~Tuesday~ I have completed my fourth book, Spoon Fed, from the 27 Must Have Queer Summer Reads list.
I will be taking a short break from reading a book on the list, as our next Mostly Social Book Club book has been chosen, and it’s a whopping 991 pages, to which I’ll have to commit a fair amount of time in the coming weeks.
Here’s the list—with the ones I’ve completed in green font—that I’ll return to eventually:
- We the Animals
- The Velvet Rage
- Tiger, Tiger
- The Swimming Pool Library
- The Heart is a Lonely Hunter
- If You Follow Me
- Spoon Fed
- The Price of Salt
- So Many Ways to Sleep Badly
- Girl in Need of a Tourniquet
- The Mysteries of Pittsburgh
- Fun Home
- Forgetting Elena
- Barrel Fever
- A Love Story Starring My Dead Best Friend
- Eminent Outlaws
- Chelsea Girls
- Confessions of a Fairy's Daughter
- Two Serious Ladies
- Funeral Rites
- People in Trouble
- At Swim, Two Boys
- The Year of Ice
- Strangers in Paradise
- Many Waters
- The Song of Achilles
- I Am Not Myself These Days
My thoughts and observations about Spoon Fed:
- It took me a while to get into this book, and in the end, I would have to say that I liked it, but I didn’t love it.
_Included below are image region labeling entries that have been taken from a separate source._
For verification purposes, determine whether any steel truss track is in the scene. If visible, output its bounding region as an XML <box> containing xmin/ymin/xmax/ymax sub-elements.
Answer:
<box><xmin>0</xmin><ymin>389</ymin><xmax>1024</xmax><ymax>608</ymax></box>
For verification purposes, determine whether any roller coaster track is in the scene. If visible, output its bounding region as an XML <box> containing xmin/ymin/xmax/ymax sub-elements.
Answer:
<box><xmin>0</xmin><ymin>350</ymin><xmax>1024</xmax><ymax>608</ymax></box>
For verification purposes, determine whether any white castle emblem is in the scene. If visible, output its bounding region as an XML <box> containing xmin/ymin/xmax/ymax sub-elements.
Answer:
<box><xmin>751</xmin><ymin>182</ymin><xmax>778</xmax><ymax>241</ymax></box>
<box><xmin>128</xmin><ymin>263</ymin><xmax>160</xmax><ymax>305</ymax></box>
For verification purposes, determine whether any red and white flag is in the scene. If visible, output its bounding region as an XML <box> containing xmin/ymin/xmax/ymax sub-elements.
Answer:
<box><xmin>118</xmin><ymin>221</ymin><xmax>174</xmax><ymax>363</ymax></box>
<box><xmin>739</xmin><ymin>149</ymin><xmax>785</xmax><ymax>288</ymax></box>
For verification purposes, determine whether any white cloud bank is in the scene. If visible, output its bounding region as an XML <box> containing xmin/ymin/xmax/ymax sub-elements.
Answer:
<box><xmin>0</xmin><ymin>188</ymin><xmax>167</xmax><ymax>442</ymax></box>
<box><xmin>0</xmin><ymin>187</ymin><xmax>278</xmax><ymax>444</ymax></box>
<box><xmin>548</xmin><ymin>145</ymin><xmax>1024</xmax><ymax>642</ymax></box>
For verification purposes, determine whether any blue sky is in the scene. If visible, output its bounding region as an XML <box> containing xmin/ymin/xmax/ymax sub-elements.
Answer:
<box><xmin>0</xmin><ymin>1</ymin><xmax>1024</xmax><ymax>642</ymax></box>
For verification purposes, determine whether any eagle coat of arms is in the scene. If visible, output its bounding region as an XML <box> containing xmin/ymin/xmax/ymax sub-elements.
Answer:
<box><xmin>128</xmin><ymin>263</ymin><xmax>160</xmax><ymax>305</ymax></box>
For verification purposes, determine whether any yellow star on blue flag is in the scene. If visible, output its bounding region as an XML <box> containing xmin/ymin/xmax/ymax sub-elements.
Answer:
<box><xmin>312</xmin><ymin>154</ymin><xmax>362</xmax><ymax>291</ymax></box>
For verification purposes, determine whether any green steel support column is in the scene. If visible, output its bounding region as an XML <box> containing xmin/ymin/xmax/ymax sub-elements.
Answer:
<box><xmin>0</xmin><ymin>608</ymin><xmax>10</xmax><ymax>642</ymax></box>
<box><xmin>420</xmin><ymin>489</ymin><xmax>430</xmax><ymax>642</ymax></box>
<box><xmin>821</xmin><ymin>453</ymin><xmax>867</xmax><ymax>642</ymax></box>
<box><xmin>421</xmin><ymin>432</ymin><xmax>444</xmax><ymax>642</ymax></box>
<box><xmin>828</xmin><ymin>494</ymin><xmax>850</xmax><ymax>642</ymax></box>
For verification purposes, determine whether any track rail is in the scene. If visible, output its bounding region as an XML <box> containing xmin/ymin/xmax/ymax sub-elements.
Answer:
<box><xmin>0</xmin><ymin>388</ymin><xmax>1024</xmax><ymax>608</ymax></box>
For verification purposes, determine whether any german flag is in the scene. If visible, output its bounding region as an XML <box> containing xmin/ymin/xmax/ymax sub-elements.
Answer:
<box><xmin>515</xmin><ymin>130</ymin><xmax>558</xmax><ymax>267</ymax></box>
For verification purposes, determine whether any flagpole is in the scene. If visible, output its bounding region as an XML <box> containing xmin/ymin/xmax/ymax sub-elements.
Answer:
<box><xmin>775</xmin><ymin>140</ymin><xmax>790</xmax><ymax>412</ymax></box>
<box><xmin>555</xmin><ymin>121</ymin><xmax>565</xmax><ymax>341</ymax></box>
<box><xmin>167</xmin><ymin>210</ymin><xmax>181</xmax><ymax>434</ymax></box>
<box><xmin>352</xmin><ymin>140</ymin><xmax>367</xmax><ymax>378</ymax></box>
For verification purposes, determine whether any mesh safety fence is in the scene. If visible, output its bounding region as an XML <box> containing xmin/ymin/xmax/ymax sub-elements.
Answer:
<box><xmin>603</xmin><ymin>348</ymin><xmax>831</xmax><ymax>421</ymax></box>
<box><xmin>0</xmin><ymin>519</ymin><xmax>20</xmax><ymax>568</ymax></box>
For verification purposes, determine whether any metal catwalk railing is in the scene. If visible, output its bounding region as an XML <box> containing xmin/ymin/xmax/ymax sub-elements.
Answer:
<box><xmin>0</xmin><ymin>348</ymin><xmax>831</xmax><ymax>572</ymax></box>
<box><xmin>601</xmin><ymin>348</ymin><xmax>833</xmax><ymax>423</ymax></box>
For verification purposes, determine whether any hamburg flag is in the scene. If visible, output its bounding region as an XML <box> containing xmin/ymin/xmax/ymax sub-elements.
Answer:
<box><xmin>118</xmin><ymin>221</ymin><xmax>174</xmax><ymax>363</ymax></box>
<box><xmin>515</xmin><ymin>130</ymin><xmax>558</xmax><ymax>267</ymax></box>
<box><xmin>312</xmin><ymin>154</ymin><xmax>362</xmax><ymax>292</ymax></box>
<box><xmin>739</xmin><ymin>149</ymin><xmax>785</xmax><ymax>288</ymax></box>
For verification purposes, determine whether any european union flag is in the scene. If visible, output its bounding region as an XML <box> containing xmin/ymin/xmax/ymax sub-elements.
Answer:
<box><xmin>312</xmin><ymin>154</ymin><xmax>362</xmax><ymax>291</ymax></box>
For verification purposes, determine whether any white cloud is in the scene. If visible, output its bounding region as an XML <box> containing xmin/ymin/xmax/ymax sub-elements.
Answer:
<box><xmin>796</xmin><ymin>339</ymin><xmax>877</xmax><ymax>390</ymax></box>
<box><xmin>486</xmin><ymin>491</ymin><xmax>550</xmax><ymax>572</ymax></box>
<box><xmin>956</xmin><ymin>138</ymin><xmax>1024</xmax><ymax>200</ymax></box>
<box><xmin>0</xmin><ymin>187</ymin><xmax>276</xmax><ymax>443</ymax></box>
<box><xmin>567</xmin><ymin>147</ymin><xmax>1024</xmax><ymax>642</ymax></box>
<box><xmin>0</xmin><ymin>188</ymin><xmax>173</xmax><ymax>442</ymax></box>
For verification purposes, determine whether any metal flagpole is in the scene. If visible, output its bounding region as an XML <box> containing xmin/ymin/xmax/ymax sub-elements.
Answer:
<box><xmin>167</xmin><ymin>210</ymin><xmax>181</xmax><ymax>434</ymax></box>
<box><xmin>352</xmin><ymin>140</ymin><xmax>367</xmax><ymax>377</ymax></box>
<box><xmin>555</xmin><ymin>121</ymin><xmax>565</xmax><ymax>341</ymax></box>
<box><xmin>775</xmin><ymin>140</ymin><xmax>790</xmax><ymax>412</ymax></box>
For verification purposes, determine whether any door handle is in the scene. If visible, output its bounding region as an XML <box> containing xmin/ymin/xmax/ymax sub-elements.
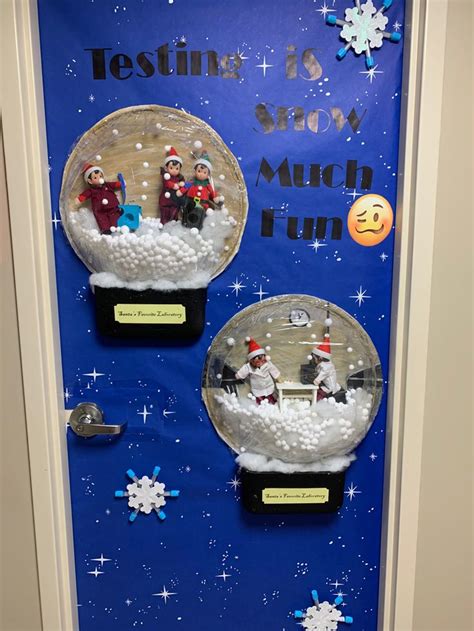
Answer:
<box><xmin>69</xmin><ymin>403</ymin><xmax>127</xmax><ymax>438</ymax></box>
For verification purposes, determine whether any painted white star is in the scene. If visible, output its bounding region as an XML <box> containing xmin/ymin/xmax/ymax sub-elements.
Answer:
<box><xmin>252</xmin><ymin>285</ymin><xmax>268</xmax><ymax>300</ymax></box>
<box><xmin>345</xmin><ymin>189</ymin><xmax>362</xmax><ymax>201</ymax></box>
<box><xmin>51</xmin><ymin>213</ymin><xmax>61</xmax><ymax>230</ymax></box>
<box><xmin>82</xmin><ymin>366</ymin><xmax>105</xmax><ymax>383</ymax></box>
<box><xmin>91</xmin><ymin>552</ymin><xmax>112</xmax><ymax>567</ymax></box>
<box><xmin>216</xmin><ymin>570</ymin><xmax>232</xmax><ymax>583</ymax></box>
<box><xmin>308</xmin><ymin>239</ymin><xmax>327</xmax><ymax>254</ymax></box>
<box><xmin>256</xmin><ymin>55</ymin><xmax>273</xmax><ymax>77</ymax></box>
<box><xmin>227</xmin><ymin>475</ymin><xmax>242</xmax><ymax>491</ymax></box>
<box><xmin>152</xmin><ymin>585</ymin><xmax>177</xmax><ymax>605</ymax></box>
<box><xmin>344</xmin><ymin>482</ymin><xmax>362</xmax><ymax>502</ymax></box>
<box><xmin>359</xmin><ymin>64</ymin><xmax>383</xmax><ymax>83</ymax></box>
<box><xmin>137</xmin><ymin>405</ymin><xmax>151</xmax><ymax>423</ymax></box>
<box><xmin>227</xmin><ymin>278</ymin><xmax>246</xmax><ymax>296</ymax></box>
<box><xmin>349</xmin><ymin>285</ymin><xmax>372</xmax><ymax>307</ymax></box>
<box><xmin>316</xmin><ymin>2</ymin><xmax>335</xmax><ymax>19</ymax></box>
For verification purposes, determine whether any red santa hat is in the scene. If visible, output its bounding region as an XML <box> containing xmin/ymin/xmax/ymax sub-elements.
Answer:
<box><xmin>165</xmin><ymin>145</ymin><xmax>183</xmax><ymax>166</ymax></box>
<box><xmin>194</xmin><ymin>151</ymin><xmax>212</xmax><ymax>173</ymax></box>
<box><xmin>246</xmin><ymin>337</ymin><xmax>265</xmax><ymax>361</ymax></box>
<box><xmin>82</xmin><ymin>163</ymin><xmax>104</xmax><ymax>182</ymax></box>
<box><xmin>311</xmin><ymin>337</ymin><xmax>331</xmax><ymax>359</ymax></box>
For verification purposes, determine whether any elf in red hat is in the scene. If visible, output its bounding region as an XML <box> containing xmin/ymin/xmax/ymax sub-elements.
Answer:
<box><xmin>311</xmin><ymin>333</ymin><xmax>341</xmax><ymax>401</ymax></box>
<box><xmin>158</xmin><ymin>146</ymin><xmax>186</xmax><ymax>224</ymax></box>
<box><xmin>235</xmin><ymin>338</ymin><xmax>280</xmax><ymax>405</ymax></box>
<box><xmin>76</xmin><ymin>164</ymin><xmax>122</xmax><ymax>234</ymax></box>
<box><xmin>186</xmin><ymin>151</ymin><xmax>217</xmax><ymax>209</ymax></box>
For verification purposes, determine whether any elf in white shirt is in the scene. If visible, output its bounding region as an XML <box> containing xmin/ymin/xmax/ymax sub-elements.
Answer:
<box><xmin>311</xmin><ymin>337</ymin><xmax>341</xmax><ymax>401</ymax></box>
<box><xmin>235</xmin><ymin>338</ymin><xmax>280</xmax><ymax>405</ymax></box>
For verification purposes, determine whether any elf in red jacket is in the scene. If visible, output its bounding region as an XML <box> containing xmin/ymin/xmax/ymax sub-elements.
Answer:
<box><xmin>158</xmin><ymin>147</ymin><xmax>186</xmax><ymax>224</ymax></box>
<box><xmin>76</xmin><ymin>164</ymin><xmax>122</xmax><ymax>234</ymax></box>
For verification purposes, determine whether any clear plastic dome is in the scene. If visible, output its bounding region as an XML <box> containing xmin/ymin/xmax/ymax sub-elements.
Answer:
<box><xmin>202</xmin><ymin>295</ymin><xmax>382</xmax><ymax>470</ymax></box>
<box><xmin>60</xmin><ymin>105</ymin><xmax>248</xmax><ymax>289</ymax></box>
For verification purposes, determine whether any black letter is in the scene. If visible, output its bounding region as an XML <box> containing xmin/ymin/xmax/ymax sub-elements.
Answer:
<box><xmin>84</xmin><ymin>48</ymin><xmax>112</xmax><ymax>79</ymax></box>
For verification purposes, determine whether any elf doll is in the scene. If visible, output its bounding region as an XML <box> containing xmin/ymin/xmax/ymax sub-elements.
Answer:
<box><xmin>76</xmin><ymin>164</ymin><xmax>122</xmax><ymax>234</ymax></box>
<box><xmin>158</xmin><ymin>147</ymin><xmax>186</xmax><ymax>224</ymax></box>
<box><xmin>311</xmin><ymin>334</ymin><xmax>341</xmax><ymax>401</ymax></box>
<box><xmin>186</xmin><ymin>151</ymin><xmax>217</xmax><ymax>210</ymax></box>
<box><xmin>235</xmin><ymin>338</ymin><xmax>280</xmax><ymax>405</ymax></box>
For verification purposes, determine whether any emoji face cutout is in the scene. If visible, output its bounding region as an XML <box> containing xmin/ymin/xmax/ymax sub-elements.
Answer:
<box><xmin>347</xmin><ymin>193</ymin><xmax>393</xmax><ymax>247</ymax></box>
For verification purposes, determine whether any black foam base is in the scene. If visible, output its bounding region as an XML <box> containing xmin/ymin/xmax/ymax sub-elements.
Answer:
<box><xmin>93</xmin><ymin>286</ymin><xmax>207</xmax><ymax>340</ymax></box>
<box><xmin>240</xmin><ymin>469</ymin><xmax>345</xmax><ymax>514</ymax></box>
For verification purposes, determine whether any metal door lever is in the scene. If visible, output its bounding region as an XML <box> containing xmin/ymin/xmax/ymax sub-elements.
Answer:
<box><xmin>69</xmin><ymin>403</ymin><xmax>127</xmax><ymax>438</ymax></box>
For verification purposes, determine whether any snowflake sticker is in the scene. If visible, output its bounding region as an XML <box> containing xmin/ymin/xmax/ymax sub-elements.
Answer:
<box><xmin>295</xmin><ymin>589</ymin><xmax>353</xmax><ymax>631</ymax></box>
<box><xmin>326</xmin><ymin>0</ymin><xmax>402</xmax><ymax>70</ymax></box>
<box><xmin>115</xmin><ymin>466</ymin><xmax>179</xmax><ymax>522</ymax></box>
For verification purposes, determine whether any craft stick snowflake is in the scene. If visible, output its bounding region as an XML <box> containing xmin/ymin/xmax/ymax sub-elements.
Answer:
<box><xmin>326</xmin><ymin>0</ymin><xmax>402</xmax><ymax>70</ymax></box>
<box><xmin>295</xmin><ymin>589</ymin><xmax>353</xmax><ymax>631</ymax></box>
<box><xmin>115</xmin><ymin>466</ymin><xmax>179</xmax><ymax>522</ymax></box>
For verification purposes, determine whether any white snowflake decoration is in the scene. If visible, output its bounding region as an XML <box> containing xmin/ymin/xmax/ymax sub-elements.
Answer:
<box><xmin>295</xmin><ymin>589</ymin><xmax>353</xmax><ymax>631</ymax></box>
<box><xmin>115</xmin><ymin>466</ymin><xmax>179</xmax><ymax>522</ymax></box>
<box><xmin>326</xmin><ymin>0</ymin><xmax>401</xmax><ymax>70</ymax></box>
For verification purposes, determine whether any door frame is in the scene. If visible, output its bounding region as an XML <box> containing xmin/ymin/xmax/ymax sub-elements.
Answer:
<box><xmin>0</xmin><ymin>0</ymin><xmax>448</xmax><ymax>631</ymax></box>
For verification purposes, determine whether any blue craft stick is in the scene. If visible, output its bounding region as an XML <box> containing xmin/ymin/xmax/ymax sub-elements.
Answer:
<box><xmin>336</xmin><ymin>48</ymin><xmax>347</xmax><ymax>59</ymax></box>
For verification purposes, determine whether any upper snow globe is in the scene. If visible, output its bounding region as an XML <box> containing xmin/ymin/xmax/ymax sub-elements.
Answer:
<box><xmin>202</xmin><ymin>295</ymin><xmax>383</xmax><ymax>512</ymax></box>
<box><xmin>60</xmin><ymin>105</ymin><xmax>248</xmax><ymax>337</ymax></box>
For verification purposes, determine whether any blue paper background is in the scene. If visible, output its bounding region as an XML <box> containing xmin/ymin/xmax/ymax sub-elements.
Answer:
<box><xmin>39</xmin><ymin>0</ymin><xmax>403</xmax><ymax>631</ymax></box>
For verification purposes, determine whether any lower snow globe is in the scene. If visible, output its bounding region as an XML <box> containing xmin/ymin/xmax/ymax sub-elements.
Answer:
<box><xmin>60</xmin><ymin>105</ymin><xmax>248</xmax><ymax>338</ymax></box>
<box><xmin>202</xmin><ymin>295</ymin><xmax>383</xmax><ymax>513</ymax></box>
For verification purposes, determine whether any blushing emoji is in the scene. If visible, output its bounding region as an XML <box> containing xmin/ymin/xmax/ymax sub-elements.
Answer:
<box><xmin>347</xmin><ymin>193</ymin><xmax>393</xmax><ymax>247</ymax></box>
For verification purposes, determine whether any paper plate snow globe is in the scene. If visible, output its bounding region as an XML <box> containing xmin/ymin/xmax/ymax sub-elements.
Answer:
<box><xmin>60</xmin><ymin>105</ymin><xmax>248</xmax><ymax>338</ymax></box>
<box><xmin>202</xmin><ymin>295</ymin><xmax>382</xmax><ymax>512</ymax></box>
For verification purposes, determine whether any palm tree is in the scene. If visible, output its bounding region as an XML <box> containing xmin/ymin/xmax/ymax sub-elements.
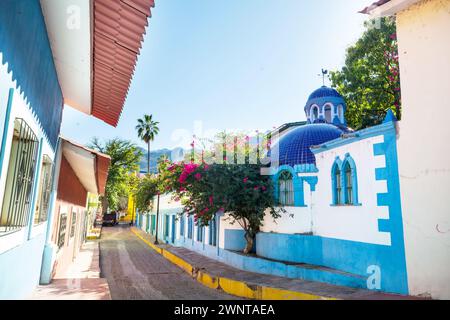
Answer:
<box><xmin>136</xmin><ymin>114</ymin><xmax>159</xmax><ymax>174</ymax></box>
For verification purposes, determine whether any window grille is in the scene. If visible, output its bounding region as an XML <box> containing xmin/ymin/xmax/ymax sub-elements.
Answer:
<box><xmin>209</xmin><ymin>218</ymin><xmax>217</xmax><ymax>247</ymax></box>
<box><xmin>278</xmin><ymin>171</ymin><xmax>294</xmax><ymax>206</ymax></box>
<box><xmin>0</xmin><ymin>118</ymin><xmax>39</xmax><ymax>233</ymax></box>
<box><xmin>197</xmin><ymin>221</ymin><xmax>203</xmax><ymax>242</ymax></box>
<box><xmin>344</xmin><ymin>163</ymin><xmax>353</xmax><ymax>204</ymax></box>
<box><xmin>34</xmin><ymin>155</ymin><xmax>53</xmax><ymax>224</ymax></box>
<box><xmin>335</xmin><ymin>168</ymin><xmax>342</xmax><ymax>204</ymax></box>
<box><xmin>180</xmin><ymin>215</ymin><xmax>185</xmax><ymax>237</ymax></box>
<box><xmin>70</xmin><ymin>211</ymin><xmax>77</xmax><ymax>238</ymax></box>
<box><xmin>58</xmin><ymin>213</ymin><xmax>67</xmax><ymax>248</ymax></box>
<box><xmin>188</xmin><ymin>217</ymin><xmax>194</xmax><ymax>239</ymax></box>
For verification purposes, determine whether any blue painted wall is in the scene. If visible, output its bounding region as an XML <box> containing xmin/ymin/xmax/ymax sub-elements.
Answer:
<box><xmin>0</xmin><ymin>234</ymin><xmax>45</xmax><ymax>299</ymax></box>
<box><xmin>256</xmin><ymin>119</ymin><xmax>408</xmax><ymax>294</ymax></box>
<box><xmin>224</xmin><ymin>229</ymin><xmax>256</xmax><ymax>252</ymax></box>
<box><xmin>0</xmin><ymin>0</ymin><xmax>63</xmax><ymax>148</ymax></box>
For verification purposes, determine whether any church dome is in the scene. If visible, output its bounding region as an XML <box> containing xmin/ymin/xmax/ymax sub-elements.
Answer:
<box><xmin>308</xmin><ymin>86</ymin><xmax>342</xmax><ymax>100</ymax></box>
<box><xmin>274</xmin><ymin>123</ymin><xmax>346</xmax><ymax>167</ymax></box>
<box><xmin>305</xmin><ymin>86</ymin><xmax>347</xmax><ymax>126</ymax></box>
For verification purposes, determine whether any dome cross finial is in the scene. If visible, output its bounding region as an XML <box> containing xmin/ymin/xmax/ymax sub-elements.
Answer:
<box><xmin>318</xmin><ymin>68</ymin><xmax>328</xmax><ymax>87</ymax></box>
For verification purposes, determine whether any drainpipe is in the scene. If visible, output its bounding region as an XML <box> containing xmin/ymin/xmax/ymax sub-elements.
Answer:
<box><xmin>27</xmin><ymin>138</ymin><xmax>44</xmax><ymax>240</ymax></box>
<box><xmin>154</xmin><ymin>192</ymin><xmax>159</xmax><ymax>244</ymax></box>
<box><xmin>40</xmin><ymin>138</ymin><xmax>63</xmax><ymax>284</ymax></box>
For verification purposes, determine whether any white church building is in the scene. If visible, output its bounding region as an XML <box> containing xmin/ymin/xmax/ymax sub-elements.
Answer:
<box><xmin>137</xmin><ymin>0</ymin><xmax>450</xmax><ymax>299</ymax></box>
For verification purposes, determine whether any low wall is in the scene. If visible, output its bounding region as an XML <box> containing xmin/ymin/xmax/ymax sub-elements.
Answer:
<box><xmin>256</xmin><ymin>233</ymin><xmax>408</xmax><ymax>294</ymax></box>
<box><xmin>0</xmin><ymin>234</ymin><xmax>45</xmax><ymax>300</ymax></box>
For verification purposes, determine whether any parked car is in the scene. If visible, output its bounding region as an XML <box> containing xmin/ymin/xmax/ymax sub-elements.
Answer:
<box><xmin>102</xmin><ymin>212</ymin><xmax>119</xmax><ymax>226</ymax></box>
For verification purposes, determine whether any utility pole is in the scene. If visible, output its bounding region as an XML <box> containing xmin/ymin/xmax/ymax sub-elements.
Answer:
<box><xmin>154</xmin><ymin>192</ymin><xmax>159</xmax><ymax>244</ymax></box>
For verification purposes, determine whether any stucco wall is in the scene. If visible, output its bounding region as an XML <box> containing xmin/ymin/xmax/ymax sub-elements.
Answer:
<box><xmin>397</xmin><ymin>0</ymin><xmax>450</xmax><ymax>299</ymax></box>
<box><xmin>58</xmin><ymin>155</ymin><xmax>87</xmax><ymax>207</ymax></box>
<box><xmin>0</xmin><ymin>31</ymin><xmax>59</xmax><ymax>299</ymax></box>
<box><xmin>312</xmin><ymin>135</ymin><xmax>391</xmax><ymax>245</ymax></box>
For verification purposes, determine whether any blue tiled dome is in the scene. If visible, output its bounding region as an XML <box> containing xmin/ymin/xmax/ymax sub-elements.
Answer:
<box><xmin>308</xmin><ymin>86</ymin><xmax>342</xmax><ymax>100</ymax></box>
<box><xmin>272</xmin><ymin>123</ymin><xmax>346</xmax><ymax>167</ymax></box>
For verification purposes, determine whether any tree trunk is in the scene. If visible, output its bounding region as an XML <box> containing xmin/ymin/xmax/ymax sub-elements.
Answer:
<box><xmin>244</xmin><ymin>231</ymin><xmax>255</xmax><ymax>254</ymax></box>
<box><xmin>154</xmin><ymin>194</ymin><xmax>159</xmax><ymax>244</ymax></box>
<box><xmin>102</xmin><ymin>193</ymin><xmax>108</xmax><ymax>214</ymax></box>
<box><xmin>147</xmin><ymin>140</ymin><xmax>150</xmax><ymax>174</ymax></box>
- The biggest issue I had with it was that with a subtitle of “How Eight Cooks Saved My Life,” I wanted it to be clear which of the eight cooks I was reading about at what time.
To me, the best way to make that clear would have been to have the cook’s name in the chapter title, or perhaps, start off the fist line of each chapter mentioning the cook we’d be reading about next, or make the recipe at the end of each chapter be the recipe of the cook that was being talked about in that chapter. In other words, employ parallel structure.
The first three chapter names were: Moose Meat and Raised Waffles, Lemonhead, and Leftovers from the Revolution. So, in the first chapter, the author talks about her mother teaching her to cook, and a cook named Marion Cunningham. When I was finished with that chapter, I wasn’t sure if that was one, or two, of the eight cooks she was going to be talking about. That is, I wasn’t sure if her mother was going to be one of the eight.
The author gives one or two recipes at the end of each chapter, and at one point I thought, “Okay, maybe the cook that she’s counting is the one whose recipe she includes at the end of the chapter. That theory was blown away when I got to the end of chapter two and there was, like at the end of chapter one, a Marion Cunningham recipe.
- When it was all said and done, I had to go back to the front inside jacket flap to see who she considered the eight cooks to be: Marion Cunningham, Alice Waters, Ruth Reichl, Marcella Hazan, Rachael Ray, Edna Lewis, Leah Chase, and Kim’s mother Anne-Marie Zappa Severson.
- Another thing that probably precluded me from liking this book more is that I’m really not interested in cooking, or cooks, and I’ve never seen anything on The Food Network. (Yes, I am gay, so I know I should be interested, but I’m not. Don’t judge!)
As I mentioned earlier, there was at least one recipe included at the end of each chapter, and I had two reactions to them: 1) Oh my god, that’s too long to read, let alone to make, and 2) Yay, that’s three pages I can flip through and count as read.
- A good part of this book was about the fact that this author is a lesbian and a recovering alcoholic, which are two topics that marginally interest me, but don’t fascinate me. Plus, the previous book that I read on this last, The Price of Salt, was a “lesbian book.” Not that there’s anything wrong with lesbian books.
- The most interesting aspect of the book to me was about her being the food writer for The New York Times, and all that’s entailed in that, as well as the parts about when she was the food writer and editor at the San Francisco Chronicle
- The biggest “nugget” I got out of this book was learning that Rachael Ray has both a food show and a talk show, as several years ago now, I took my parents to New York City, and while we were there, we got tickets to the Rachael Ray Show, which my parents were pretty psyched about, and about whom I knew nothing. It was a talk show. But since then, of course, I also hear about her “cooking show,” and I always think, “I really don’t remember her doing any cooking on her show when we were in the audience.” So that explains that.
When I do return to the list, I’m not sure which book I’ll read next, because it depends a lot on which one will be available at the library at the time.